Artist Judy Baca's refurbished “History of Highland Park” mural has been restored after it was horribly tagged amid what the Los Angeles Police Department believes is an uptick in gang-related tagging.
The 36-year-old mural, located on Avenue 56 and Meridian, in the heart of turf claimed by the notorious Avenues gang, was restored Tuesday, according to local activist, nearly two years after it was refurbished following a decade of neglect.
At least three Northeast L.A. neighborhoods, including Highland Park, have noted an increase in tagging lately, and the LAPD is working with the City Attorney’s office to “aggressively prosecute” offenders, Northeast Division Capt. Jeff Bert told Highland Park-Mount Washington Patch.
Several gang members have been recently arrested in connection with tagging incidents, and the Baca mural is believed to be the work of gang taggers, Bert said.

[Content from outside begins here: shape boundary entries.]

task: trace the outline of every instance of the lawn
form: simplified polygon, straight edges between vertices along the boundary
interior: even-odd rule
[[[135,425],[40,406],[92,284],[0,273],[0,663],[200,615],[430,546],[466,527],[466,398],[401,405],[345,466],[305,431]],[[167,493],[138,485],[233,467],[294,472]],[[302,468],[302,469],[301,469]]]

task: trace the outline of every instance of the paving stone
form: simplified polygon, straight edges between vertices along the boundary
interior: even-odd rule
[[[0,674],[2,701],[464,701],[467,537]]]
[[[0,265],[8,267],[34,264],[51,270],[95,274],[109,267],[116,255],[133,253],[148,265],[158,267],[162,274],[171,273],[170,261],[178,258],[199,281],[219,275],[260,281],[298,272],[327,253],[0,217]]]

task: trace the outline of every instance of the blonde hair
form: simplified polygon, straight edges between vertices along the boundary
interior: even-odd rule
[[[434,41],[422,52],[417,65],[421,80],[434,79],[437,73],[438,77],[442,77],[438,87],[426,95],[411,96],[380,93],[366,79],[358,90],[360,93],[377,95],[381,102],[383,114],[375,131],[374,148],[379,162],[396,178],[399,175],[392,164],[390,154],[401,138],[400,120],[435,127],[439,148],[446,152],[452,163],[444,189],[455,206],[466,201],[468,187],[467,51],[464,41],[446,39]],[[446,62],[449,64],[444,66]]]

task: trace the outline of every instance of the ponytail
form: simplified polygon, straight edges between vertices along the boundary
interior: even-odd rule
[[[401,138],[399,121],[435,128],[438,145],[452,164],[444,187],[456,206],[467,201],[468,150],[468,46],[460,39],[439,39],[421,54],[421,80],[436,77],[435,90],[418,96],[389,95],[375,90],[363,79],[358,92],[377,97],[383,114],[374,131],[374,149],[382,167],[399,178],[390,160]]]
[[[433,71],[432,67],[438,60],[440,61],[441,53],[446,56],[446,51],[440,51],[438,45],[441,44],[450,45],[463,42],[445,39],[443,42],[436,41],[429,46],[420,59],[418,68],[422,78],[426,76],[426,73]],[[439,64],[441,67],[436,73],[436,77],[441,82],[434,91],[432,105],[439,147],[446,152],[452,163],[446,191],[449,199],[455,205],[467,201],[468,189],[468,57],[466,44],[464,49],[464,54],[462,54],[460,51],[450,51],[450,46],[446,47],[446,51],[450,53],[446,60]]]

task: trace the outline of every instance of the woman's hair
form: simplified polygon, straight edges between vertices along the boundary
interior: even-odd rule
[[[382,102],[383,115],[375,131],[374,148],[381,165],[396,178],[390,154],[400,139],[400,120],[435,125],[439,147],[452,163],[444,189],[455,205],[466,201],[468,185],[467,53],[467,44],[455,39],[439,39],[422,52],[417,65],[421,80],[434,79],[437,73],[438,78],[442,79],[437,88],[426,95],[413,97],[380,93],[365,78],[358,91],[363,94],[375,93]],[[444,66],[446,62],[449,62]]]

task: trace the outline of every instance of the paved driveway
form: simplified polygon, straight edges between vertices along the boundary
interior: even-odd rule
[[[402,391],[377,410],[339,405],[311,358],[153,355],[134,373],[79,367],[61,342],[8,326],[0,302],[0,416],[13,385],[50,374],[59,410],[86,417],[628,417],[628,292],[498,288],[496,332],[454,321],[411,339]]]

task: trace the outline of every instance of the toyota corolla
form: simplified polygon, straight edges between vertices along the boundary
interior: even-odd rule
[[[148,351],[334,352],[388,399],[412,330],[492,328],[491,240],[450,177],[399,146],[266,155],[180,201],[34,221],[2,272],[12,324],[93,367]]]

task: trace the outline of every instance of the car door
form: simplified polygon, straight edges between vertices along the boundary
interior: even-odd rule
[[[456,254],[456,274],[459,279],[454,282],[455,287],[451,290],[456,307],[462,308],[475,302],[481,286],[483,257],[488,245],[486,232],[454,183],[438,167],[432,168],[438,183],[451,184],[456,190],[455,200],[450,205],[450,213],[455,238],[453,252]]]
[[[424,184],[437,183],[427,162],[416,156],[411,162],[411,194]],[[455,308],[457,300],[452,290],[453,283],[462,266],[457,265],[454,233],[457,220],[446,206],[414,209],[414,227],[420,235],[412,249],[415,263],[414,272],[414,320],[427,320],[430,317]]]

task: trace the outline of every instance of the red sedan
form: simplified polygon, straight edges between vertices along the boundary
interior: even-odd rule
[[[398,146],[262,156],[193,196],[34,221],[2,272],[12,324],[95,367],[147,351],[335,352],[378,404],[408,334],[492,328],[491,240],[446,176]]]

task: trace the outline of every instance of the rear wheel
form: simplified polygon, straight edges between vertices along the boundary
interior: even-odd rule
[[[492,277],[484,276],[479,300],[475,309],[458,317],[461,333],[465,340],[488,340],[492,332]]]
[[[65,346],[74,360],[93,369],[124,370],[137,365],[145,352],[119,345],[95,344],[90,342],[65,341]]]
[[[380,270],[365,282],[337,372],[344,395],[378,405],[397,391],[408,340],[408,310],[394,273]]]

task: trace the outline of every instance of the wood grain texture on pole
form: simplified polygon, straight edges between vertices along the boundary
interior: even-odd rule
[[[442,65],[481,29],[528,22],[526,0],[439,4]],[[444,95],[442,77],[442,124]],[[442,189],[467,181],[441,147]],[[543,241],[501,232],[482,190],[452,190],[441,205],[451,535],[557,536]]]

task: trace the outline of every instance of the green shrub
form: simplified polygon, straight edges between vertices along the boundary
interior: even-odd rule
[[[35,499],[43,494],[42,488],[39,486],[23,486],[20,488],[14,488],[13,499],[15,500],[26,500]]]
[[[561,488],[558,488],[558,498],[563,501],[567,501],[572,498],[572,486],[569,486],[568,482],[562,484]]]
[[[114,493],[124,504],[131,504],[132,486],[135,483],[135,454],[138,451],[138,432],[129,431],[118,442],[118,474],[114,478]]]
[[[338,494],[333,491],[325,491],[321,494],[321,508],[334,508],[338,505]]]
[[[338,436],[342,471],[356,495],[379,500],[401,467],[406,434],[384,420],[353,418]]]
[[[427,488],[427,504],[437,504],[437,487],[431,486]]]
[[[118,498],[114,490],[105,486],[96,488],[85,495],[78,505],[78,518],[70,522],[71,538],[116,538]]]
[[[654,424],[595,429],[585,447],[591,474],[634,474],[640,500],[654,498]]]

Asked why tagging might be on the rise currently, Bert said that while theories abound, the bottom line remains that gang-related tagging is meant to “send a message, strike fear, and lay claim to rival territory.”
All three elements “are at work in Highland Park,” he said, adding that whoever’s behind the tagging of the Baca mural is “trying to strike fear in the hearts of a rival gang, that is, the Avenues.”
Bert likened gang tagging to dogs urinating on a fire hydrant. “Every dog thinks it’s his hydrant,” the captain said. “And another dog comes along and pees there.”
First painted in 1977 by Baca and fellow Angeleno artists Joe Bravo, Sonya Fe and Arnold Ramirez, the History of Highland Park mural fell into disrepair for about a decade until it was restored in 2011. Its anti-graffiti coating had deteriorated and taggers transformed the work of art into an eyesore.